Isolated or stray sandstone bodies of enigmatic origin are scattered throughout the Mancos Shale in eastern Utah and western Colorado. One example is the marine mudstone-encased Hatch Mesa succession (lower Kenilworth Member, Campanian), which is a 6 to 20 m thick, turbiditic sandstone body that is located approximately 15 km east of Green River, Utah. Relative to most other marine mudstone-encased isolated sandstone bodies, the Hatch Mesa succession has an abundance of Bouma-like turbidite beds, a greater proportion of mudstone and siltstone, is thinner, and is weakly coarsening-upward. These attributes, in combination with locally abundant hummocky cross stratified sandstones, a paucity of wave ripples in the background fair-weather deposits, carbonaceous matter in all facies, a lack of clinoforms, and a low-diversity and low-abundance trace fossil suite, suggest deposition as a storm-influenced prodelta turbidite complex between fair-weather and storm wave base. High-resolution outcrop data reveals that the Hatch Mesa succession is time-equivalent to Kenilworth parasequence 2 (KPS2).

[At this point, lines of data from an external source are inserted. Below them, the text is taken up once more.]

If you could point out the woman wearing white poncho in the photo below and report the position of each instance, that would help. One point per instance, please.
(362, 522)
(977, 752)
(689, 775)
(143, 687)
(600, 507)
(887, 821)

Paleocurrent data indicates that the Hatch Mesa succession and lower Kenilworth Member turbidity currents flowed N72°E. This is orthogonal to the strike of the KPS2 paleoshoreline trend (i.e. N18°W). The paleogeographic reconstruction shows that the Hatch Mesa succession was deposited at least 16 km basinward of the time-equivalent lower shoreface deposits, in approximately 20 m of water. A three-component model, consisting of delta-front, subaqueous channel, and prodelta turbidite deposits, is proposed to explain the depositional environment and setting of the Hatch Mesa succession. All three components are observed in the lower Kenilworth Member to upper Aberdeen Member stratigraphic interval. The results of this study indicate that shallow marine facies models should be revised to include marine mudstone-encased prodelta turbidite complexes, thus adding one more possibility to the diverse suite of interpretations used to explain the generation and preservation of isolated marine sandstone bodies. These results also shed new light on the stratigraphic position and depositional setting of the Mancos Shale-encased, isolated sandstone bodies of the Prairie Canyon Member in eastern Utah and western Colorado.